In Vietnam, the government and financial institutions have been actively promoting green finance. Banks play a pivotal role by providing the necessary capital for sustainable projects, assessing the feasibility of green ventures, managing financial risks, and ensuring efficient use of resources. Investing in green projects often involves higher risks due to the innovative and sometimes unproven nature of related technologies. For instance, a bank funding a new biofuel technology must consider the potential for technological failure or market rejection.

Businesses are equally crucial in this equation. They are the ones directly implementing green projects, deploying technologies, and practicing sustainable development. However, businesses often face difficulties securing financial support due to the inherent risks of green ventures. This is where the partnership between banks and businesses becomes essential. For example, a company developing electric vehicle technology may struggle to secure funding without a bank willing to share the risks involved.

The Need for Collaboration Between Banks and Businesses

In the realm of green finance, collaboration and risk-sharing between banks and businesses are indispensable. First, environmental risks pose significant challenges for businesses as climate change continues to escalate. Green projects often require substantial capital investment, long payback periods, and high risks. It is difficult for businesses to sustain such initiatives alone without external support.

Banks, on the other hand, cannot remain passive. By providing loans for green projects, they expose themselves to environmental risks, credit risks, market risks, and legal risks. Currently, many banks and businesses are already on the path to sustainability, with green credit packages that offer tailored loan conditions. For instance, since 2018, HDBank has provided financing for solar energy projects, including wind energy and rooftop solar installations. From 2018 to 2023, HDBank disbursed a total of 18 trillion VND for solar energy projects.

At HDBank, all loans, including those for green projects, undergo an environmental and social risk impact assessment. This evaluation ensures that both the bank and the business identify, share, and manage the risks involved. As a result, businesses can implement necessary action plans to mitigate and manage environmental and social risks effectively.

Bridging the Gaps

However, challenges remain. First, there is a lack of information and data. Many businesses still lack adequate knowledge about green financial support policies. Second, risk management capacity is an issue. Both banks and businesses need to enhance their abilities to assess and manage the risks associated with green projects. Third, the legal framework for green finance is still incomplete. Clear and comprehensive regulations are needed to facilitate the development of green finance effectively.

To address these issues, four key actions must be implemented in a coordinated manner:

1. Enhancing Information and Training: This involves organizing training sessions and workshops to raise awareness and build capacity for both banks and businesses. By increasing understanding of green finance and its potential benefits, stakeholders can better navigate the complexities of sustainable development.

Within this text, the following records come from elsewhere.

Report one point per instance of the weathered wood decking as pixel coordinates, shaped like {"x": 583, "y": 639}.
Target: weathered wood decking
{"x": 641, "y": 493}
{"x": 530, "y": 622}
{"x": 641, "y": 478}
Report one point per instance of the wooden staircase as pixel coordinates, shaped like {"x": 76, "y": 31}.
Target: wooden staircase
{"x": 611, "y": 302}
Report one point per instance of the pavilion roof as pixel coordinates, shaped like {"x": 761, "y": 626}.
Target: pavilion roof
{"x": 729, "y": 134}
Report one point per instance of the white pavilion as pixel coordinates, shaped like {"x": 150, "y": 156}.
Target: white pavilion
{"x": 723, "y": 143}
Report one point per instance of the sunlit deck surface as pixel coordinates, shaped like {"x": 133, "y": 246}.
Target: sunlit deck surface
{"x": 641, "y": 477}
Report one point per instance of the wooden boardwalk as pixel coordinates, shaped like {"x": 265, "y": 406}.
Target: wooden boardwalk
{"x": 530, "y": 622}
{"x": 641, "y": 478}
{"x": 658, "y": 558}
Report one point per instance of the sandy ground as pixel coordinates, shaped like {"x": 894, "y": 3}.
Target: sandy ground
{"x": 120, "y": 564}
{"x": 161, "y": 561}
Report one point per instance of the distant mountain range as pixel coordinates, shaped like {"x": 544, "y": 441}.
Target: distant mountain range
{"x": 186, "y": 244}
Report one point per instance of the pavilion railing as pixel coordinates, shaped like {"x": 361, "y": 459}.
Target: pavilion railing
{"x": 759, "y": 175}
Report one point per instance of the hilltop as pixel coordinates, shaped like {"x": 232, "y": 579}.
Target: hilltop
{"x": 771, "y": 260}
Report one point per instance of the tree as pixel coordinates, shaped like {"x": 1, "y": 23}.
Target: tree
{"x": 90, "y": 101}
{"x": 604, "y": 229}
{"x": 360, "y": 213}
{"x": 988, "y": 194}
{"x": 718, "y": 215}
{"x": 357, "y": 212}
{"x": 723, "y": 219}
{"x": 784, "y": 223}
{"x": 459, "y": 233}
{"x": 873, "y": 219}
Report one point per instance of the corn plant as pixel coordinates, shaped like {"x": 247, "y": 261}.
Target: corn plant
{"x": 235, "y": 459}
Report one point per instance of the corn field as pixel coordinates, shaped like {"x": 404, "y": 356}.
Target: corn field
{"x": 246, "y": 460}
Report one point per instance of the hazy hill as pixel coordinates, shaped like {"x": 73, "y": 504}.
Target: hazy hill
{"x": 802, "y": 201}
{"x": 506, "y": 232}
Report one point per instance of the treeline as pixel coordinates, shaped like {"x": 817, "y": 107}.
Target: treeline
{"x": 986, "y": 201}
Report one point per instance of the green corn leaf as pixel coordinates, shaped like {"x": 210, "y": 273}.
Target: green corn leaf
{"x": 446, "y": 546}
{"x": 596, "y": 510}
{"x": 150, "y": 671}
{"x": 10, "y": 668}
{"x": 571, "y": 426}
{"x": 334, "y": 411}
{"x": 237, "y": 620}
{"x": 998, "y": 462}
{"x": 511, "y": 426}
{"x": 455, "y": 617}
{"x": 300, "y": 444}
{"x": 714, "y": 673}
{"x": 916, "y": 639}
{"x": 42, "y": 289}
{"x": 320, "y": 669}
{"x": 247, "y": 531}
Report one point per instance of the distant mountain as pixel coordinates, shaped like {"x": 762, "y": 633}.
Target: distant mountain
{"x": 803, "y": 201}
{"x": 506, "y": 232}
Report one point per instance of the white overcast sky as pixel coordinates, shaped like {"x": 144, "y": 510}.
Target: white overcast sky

2. Improving the Legal Framework: The government and relevant authorities must introduce clearer regulations to create a more favorable environment for green finance. A well-established legal framework will provide businesses and banks with the guidelines they need to invest confidently in sustainable projects.

3. Encouraging International Participation: Engaging with international organizations like the World Bank, Asian Development Bank (ADB), and International Finance Corporation (IFC) can help access capital and expertise in managing green project loans and risks. These organizations can offer valuable insights and resources to strengthen the implementation of green projects.

4. Proactive Involvement from Banks: Banks must treat green finance as a strategic priority. This means ensuring the availability of financial resources for green projects, developing appropriate policies, and applying specific risk management systems tailored to green ventures. Additionally, fostering stronger connections between banks and businesses will further support the growth of green finance.

The shift towards a green economy is no longer optional; it is a necessity. Both banks and businesses play vital roles in this transformation. Through collaboration, sharing of benefits, and risk management, green finance can flourish, paving the way for sustainable growth.

By closing the information gap, improving regulatory frameworks, encouraging international cooperation, and banks proactively embracing green finance, we can ensure that sustainable projects receive the support they need to succeed. Together, banks and businesses can help shape a future that balances economic growth with environmental responsibility, ensuring a prosperous and green world for generations to come.